このような構成とすることにより、立体的な構成からなる記憶素子を下部電極側に設けることができる。この場合に、抵抗変化層は、上記凹部の電極面を被覆するだけでなく、凹部近傍の下部電極面上にも形成することが望ましい。さらに交差部間にも連続して形成してもよい。
また、上記構成において、凹部に抵抗変化層を被覆する中間導体層と、上部電極と中間導体層との間に非オーミック性材料層とがさらに形成されており、非オーミック性素子は中間導体層、非オーミック性材料層および上部電極からなるようにしてもよい。この非オーミック性素子はMIMダイオードまたはMSMダイオードであってもよい。このような構成とすることにより、クロスポイント型構成としてもクロストークを抑制でき、再現性のよい不揮発性半導体記憶装置を実現できる。

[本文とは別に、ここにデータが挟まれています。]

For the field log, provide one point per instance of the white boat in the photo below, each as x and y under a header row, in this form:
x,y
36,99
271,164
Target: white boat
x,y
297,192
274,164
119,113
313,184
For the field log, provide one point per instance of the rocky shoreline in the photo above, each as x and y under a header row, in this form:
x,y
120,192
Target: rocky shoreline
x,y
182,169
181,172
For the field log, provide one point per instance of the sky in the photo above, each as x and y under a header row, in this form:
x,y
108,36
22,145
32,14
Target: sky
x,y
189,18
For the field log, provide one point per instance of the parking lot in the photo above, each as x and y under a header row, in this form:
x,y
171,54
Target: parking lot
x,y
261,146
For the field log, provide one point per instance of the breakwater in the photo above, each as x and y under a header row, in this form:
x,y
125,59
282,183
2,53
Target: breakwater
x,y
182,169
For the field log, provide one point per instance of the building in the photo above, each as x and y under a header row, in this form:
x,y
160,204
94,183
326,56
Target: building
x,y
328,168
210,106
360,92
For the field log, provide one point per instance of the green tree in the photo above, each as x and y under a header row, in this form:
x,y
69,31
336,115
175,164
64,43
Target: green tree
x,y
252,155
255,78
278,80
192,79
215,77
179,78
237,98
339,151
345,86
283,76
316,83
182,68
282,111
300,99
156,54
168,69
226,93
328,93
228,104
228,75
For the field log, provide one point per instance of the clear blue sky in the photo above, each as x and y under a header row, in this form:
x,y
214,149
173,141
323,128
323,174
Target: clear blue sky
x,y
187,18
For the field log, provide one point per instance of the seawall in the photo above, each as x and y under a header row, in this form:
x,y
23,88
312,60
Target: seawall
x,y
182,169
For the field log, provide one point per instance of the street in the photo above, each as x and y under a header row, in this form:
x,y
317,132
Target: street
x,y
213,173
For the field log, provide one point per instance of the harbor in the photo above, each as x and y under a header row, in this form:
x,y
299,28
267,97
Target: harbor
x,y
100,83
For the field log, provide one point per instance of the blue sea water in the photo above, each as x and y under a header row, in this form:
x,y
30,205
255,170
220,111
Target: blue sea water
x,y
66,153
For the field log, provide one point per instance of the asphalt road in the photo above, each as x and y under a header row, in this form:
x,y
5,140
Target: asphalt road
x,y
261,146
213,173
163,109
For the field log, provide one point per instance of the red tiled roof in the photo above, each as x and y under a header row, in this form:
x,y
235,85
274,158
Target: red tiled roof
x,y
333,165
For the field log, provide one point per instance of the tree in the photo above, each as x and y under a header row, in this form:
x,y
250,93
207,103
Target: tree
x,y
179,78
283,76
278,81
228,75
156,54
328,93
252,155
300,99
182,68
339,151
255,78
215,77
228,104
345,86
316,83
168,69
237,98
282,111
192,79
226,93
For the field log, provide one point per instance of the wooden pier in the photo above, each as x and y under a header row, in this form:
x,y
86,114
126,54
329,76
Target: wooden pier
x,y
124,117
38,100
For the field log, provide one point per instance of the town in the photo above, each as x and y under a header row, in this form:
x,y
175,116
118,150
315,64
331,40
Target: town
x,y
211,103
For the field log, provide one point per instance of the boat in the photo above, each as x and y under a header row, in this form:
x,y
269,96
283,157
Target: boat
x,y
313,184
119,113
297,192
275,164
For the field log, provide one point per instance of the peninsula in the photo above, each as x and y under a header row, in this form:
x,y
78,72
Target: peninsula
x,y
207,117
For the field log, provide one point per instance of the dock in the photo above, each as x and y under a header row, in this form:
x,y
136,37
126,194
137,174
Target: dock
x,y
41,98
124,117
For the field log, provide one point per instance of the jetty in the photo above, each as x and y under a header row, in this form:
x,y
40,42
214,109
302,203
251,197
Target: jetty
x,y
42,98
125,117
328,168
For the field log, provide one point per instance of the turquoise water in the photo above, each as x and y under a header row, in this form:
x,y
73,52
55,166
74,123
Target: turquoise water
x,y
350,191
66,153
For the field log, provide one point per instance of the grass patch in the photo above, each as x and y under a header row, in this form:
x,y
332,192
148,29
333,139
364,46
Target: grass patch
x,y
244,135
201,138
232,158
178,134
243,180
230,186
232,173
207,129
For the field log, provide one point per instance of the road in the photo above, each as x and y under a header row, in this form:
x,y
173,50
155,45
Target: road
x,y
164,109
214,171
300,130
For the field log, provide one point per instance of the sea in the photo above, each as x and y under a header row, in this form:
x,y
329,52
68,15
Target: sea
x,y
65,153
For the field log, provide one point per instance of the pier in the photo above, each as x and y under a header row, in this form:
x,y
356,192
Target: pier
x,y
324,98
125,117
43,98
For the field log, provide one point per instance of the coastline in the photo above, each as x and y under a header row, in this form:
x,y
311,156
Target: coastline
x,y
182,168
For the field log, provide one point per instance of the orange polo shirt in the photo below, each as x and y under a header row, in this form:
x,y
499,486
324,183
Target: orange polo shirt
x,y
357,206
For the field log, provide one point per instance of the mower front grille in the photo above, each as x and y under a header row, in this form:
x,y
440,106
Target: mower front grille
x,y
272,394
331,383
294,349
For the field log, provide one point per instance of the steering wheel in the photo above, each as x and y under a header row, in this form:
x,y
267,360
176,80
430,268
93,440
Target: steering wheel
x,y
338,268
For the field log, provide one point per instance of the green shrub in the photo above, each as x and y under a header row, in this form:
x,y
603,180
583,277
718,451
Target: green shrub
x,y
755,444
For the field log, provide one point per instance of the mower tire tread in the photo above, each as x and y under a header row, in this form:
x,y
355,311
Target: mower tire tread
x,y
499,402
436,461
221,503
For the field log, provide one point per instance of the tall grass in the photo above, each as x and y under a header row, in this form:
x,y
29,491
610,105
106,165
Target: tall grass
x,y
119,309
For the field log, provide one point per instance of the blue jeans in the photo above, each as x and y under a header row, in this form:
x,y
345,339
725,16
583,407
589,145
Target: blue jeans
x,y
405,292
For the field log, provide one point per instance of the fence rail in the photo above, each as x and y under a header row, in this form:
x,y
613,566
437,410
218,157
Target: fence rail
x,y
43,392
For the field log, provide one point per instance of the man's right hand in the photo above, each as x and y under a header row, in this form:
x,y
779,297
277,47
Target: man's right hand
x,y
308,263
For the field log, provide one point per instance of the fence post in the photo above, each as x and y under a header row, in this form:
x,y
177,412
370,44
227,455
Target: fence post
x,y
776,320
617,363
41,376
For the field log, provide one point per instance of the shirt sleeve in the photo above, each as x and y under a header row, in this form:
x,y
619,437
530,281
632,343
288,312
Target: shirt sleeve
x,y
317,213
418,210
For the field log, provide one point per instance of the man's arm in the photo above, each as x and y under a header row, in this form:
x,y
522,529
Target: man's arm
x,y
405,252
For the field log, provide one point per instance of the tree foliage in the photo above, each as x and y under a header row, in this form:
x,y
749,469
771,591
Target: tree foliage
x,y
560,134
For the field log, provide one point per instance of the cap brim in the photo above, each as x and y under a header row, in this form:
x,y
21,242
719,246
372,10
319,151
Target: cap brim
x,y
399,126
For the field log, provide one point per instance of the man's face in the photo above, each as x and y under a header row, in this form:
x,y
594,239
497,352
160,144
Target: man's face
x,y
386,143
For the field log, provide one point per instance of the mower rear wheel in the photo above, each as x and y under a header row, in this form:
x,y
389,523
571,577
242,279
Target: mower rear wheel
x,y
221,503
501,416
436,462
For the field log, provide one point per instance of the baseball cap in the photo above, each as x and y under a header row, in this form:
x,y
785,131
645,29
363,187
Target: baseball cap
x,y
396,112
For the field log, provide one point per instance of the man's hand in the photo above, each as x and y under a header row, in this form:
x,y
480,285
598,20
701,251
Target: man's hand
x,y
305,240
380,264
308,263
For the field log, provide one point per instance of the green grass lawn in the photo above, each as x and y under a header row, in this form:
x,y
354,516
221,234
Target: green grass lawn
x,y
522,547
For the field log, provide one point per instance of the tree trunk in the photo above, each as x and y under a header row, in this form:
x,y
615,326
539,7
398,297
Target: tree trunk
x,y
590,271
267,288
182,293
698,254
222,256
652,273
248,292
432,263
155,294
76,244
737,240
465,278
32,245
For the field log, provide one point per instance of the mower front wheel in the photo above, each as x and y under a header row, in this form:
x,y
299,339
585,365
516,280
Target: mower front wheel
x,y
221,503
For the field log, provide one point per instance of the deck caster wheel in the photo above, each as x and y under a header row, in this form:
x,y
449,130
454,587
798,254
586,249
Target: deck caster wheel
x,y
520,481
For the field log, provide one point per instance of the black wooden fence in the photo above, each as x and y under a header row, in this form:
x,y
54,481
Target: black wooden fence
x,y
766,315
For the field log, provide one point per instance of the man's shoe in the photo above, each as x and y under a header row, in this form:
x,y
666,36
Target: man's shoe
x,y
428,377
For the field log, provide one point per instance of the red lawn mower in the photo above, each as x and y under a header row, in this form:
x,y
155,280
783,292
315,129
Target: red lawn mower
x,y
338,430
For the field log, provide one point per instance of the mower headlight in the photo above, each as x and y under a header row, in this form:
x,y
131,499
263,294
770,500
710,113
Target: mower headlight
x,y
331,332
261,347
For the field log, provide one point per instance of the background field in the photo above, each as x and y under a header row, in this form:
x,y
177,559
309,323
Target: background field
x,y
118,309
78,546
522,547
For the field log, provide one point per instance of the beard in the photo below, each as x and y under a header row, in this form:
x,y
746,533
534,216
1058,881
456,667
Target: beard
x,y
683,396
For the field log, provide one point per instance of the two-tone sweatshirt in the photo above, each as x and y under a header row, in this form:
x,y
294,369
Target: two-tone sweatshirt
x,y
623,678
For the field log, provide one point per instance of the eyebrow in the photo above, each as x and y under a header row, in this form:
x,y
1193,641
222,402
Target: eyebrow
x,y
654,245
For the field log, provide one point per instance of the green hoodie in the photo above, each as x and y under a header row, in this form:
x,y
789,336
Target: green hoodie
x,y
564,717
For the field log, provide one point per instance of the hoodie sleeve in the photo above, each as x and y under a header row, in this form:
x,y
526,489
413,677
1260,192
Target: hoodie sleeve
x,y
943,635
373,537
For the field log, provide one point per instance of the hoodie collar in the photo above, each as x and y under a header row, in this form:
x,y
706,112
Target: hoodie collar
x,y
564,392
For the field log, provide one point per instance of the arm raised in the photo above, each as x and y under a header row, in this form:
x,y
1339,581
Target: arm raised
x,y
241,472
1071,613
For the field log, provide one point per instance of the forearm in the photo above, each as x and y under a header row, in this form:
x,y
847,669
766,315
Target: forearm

また、上記構成において、交差部の下部電極には下部電極の一部を構成する凸部が設けられ、抵抗変化層は凸部の表面部とその近傍の外周表面とを被覆して形成されており、上部電極には抵抗変化層が形成されている領域の上記凸部を埋設する形状の凹部が設けられている構成としてもよい。
このような構成とすることにより、立体的な構成からなる記憶素子を上部電極側に設けることができる。この場合に、抵抗変化層と上部電極とは同じ溝内に積層して形成してもよい。このような積層構成とすることで製造工程を簡略化できる。
また、上記構成において、凸部は中間部に非オーミック性材料層がさらに形成されており、凸部が非オーミック性素子として機能するようにしてもよい。この非オーミック性素子はMIMダイオードまたはMSMダイオードであってもよい。このような構成とすることにより、クロスポイント型構成としてもクロストークを抑制でき、再現性のよい不揮発性半導体記憶装置を実現できる。
また、本発明の不揮発性半導体記憶装置の製造方法は、基板上にストライプ状の下部電極を形成する工程と、あらかじめ設定した箇所の下部電極に凹部を形成する工程と、少なくとも上記凹部の電極面を被覆する形状に抵抗変化層を形成する工程と、上記凹部および下部電極を含めた基板上に素子用層間絶縁層を形成する工程と、上記凹部に位置する素子用層間絶縁層に、上記凹部の抵抗変化層を露出するコンタクトホールを開口する工程と、上記コンタクトホールに連結し下部電極に交差する形状に、素子用層間絶縁層に溝を形成する工程と、コンタクトホールおよび溝を埋め込む厚みの導電体薄膜を形成する工程と、素子用層間絶縁層上の上記導電体薄膜を除去し、コンタクトホールおよび溝に埋め込み形成した上部電極を形成する工程とを有する方法からなる。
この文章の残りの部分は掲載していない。